Dimenticate l’oro della Trump Tower o i velluti dell’Air Force One. Oggi, il simbolo più vibrante del “tocco di Re Mida” del 47° Presidente degli Stati Uniti corre su quattro ruote, è tinto di Rosso Corsa e ha appena riscritto le regole del collezionismo d’alto bordo. A Kissimmee, in una Florida baciata dal sole e dal fervore politico, una Ferrari F430 del 2007 è passata sotto il martelletto di Mecum Auctions per la cifra record di 633.900 euro.
Un numero che, per i non addetti ai lavori, potrebbe sembrare solo l’ennesimo capriccio da milionario, ma che per gli analisti di costume rappresenta un caso di studio: la trasformazione di un asset meccanico in un oggetto di culto politico.
Quando il pedigree batte i cavalli
In condizioni normali, una F430 — pur essendo una delle “berlinette” più amate di Maranello — oscilla tra i 150 e i 200 mila euro. Ma questa non è un’auto normale. Sul libretto di circolazione brilla la firma “DJT” e l’indirizzo della Fifth Avenue. Acquistata nuova da Donald Trump nel 2007, la vettura ha percorso appena 15.000 chilometri, restando quasi intatta, come una capsula del tempo che profuma di pelle beige e ambizione.
Chi l’ha acquistata non ha comprato solo un motore V8 da 4,3 litri o il design aerodinamico di Pininfarina; ha acquistato un pezzo della narrazione trumpiana. In un’epoca di iper-polarizzazione, possedere l’auto del Presidente non è più un hobby, è una dichiarazione di appartenenza e di fede politica.
Un garage che anticipa la storia
Il parco auto di Donald Trump è da sempre lo specchio della sua evoluzione pubblica.

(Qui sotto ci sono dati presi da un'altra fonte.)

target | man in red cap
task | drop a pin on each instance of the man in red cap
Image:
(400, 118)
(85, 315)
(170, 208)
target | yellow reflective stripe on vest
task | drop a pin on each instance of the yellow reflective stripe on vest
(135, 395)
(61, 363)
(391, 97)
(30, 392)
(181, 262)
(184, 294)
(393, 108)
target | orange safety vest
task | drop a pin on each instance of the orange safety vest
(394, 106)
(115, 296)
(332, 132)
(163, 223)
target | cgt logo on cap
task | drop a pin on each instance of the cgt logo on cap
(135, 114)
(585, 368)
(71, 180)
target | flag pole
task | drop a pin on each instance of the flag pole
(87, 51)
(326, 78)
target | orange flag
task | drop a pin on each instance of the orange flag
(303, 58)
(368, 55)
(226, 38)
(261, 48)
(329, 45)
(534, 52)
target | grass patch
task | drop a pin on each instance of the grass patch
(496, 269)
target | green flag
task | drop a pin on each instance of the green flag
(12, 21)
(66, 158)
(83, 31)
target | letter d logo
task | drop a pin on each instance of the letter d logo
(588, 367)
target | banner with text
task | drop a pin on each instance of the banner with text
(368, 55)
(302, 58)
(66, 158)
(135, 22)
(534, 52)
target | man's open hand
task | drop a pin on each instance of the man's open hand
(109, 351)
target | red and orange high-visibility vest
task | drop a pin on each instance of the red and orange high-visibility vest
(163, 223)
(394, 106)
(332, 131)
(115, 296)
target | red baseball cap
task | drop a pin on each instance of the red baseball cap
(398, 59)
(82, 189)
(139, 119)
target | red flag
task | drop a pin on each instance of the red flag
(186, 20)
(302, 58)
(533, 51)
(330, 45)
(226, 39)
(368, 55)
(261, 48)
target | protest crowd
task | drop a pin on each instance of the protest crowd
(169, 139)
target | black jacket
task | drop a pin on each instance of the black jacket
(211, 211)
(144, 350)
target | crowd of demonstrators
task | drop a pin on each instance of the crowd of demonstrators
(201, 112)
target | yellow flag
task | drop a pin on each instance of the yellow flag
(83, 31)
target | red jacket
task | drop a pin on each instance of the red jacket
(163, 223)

Se la sua Rolls-Royce Silver Cloud del ’56 racconta l’aspirazione alla nobiltà del giovane imprenditore, e le imponenti Cadillac “Trump Golden” degli anni ’80 celebrano l’estetica dell’eccesso, la scelta della Ferrari F430 rivela un insospettabile gusto per la precisione tecnica.
Non dimentichiamo che nel suo garage ha trovato posto anche una delle prime Tesla Roadster: un segnale che, molto prima dell’alleanza politica con Elon Musk, il tycoon aveva già intuito che il futuro del lusso sarebbe passato per l’innovazione dirompente.

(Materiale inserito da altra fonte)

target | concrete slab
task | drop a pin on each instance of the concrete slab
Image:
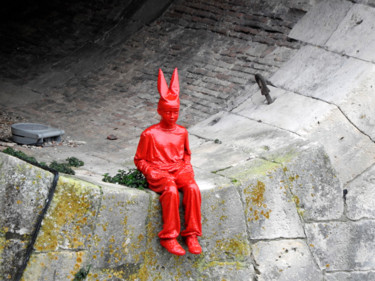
(316, 190)
(343, 246)
(355, 35)
(321, 74)
(285, 260)
(270, 211)
(24, 190)
(289, 111)
(344, 144)
(351, 276)
(252, 137)
(317, 26)
(70, 219)
(361, 197)
(57, 266)
(118, 241)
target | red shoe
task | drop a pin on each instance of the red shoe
(193, 245)
(172, 246)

L’investimento che non conosce svalutazione
In un mercato globale incerto, dove i dazi e le fluttuazioni geopolitiche (spesso innescate dallo stesso Trump) agitano i listini, la “presidential provenance” si conferma il bene rifugio definitivo. La Ferrari F430 di Kissimmee dimostra che, se sei stato il leader del mondo libero, persino l’usato garantito diventa leggenda.

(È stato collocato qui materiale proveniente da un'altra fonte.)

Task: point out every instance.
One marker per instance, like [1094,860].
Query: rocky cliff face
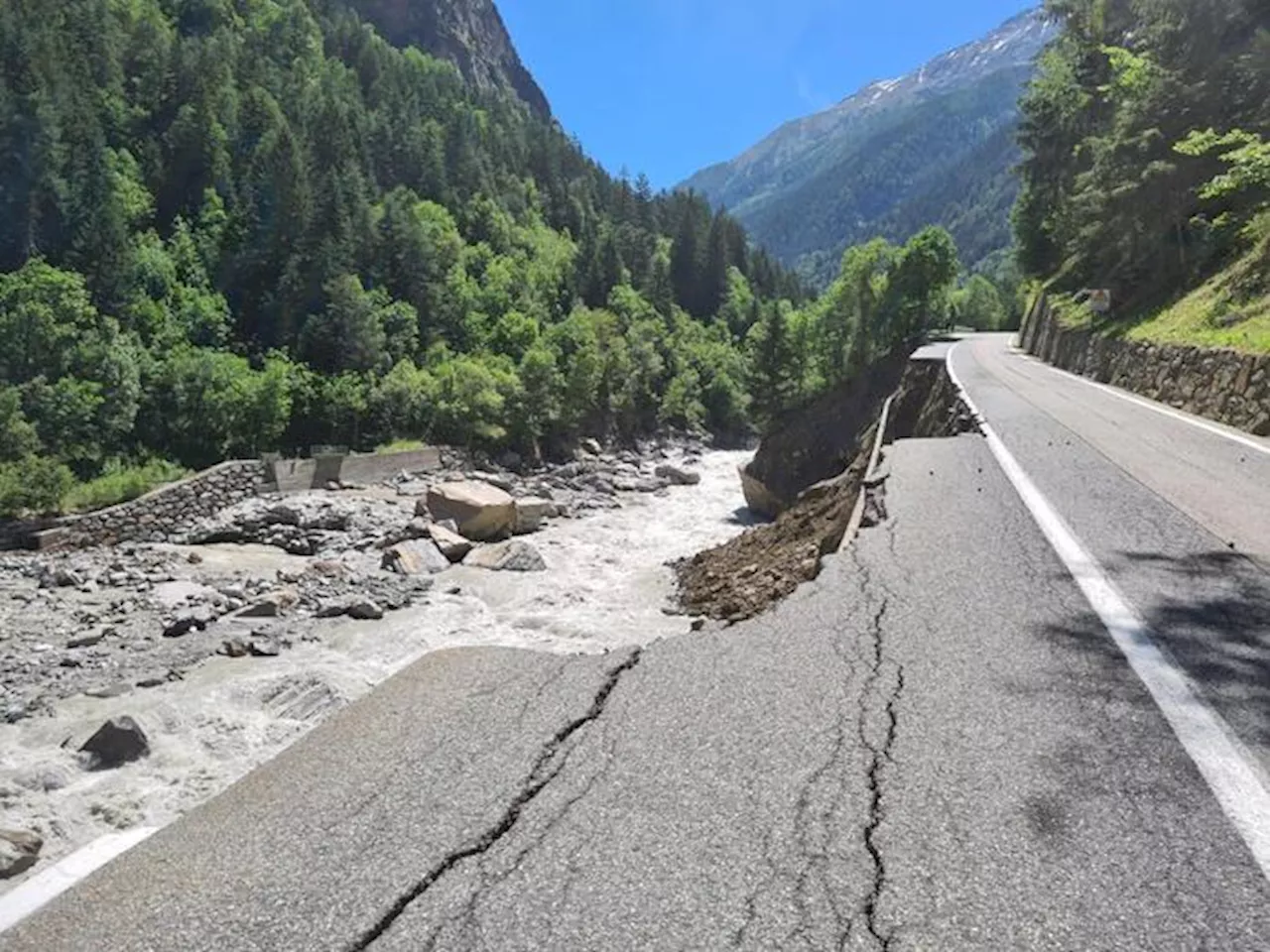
[468,33]
[1222,385]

Non è più solo una supercar capace di toccare i 315 km/h; è un investimento emotivo e finanziario che sfida ogni legge di mercato. Un gioiello meccanico che, proprio come il suo ex proprietario, non smette di far parlare di sé, dividendo i puristi ma unendo i grandi investitori sotto un unico, costosissimo, tetto di metallo e storia.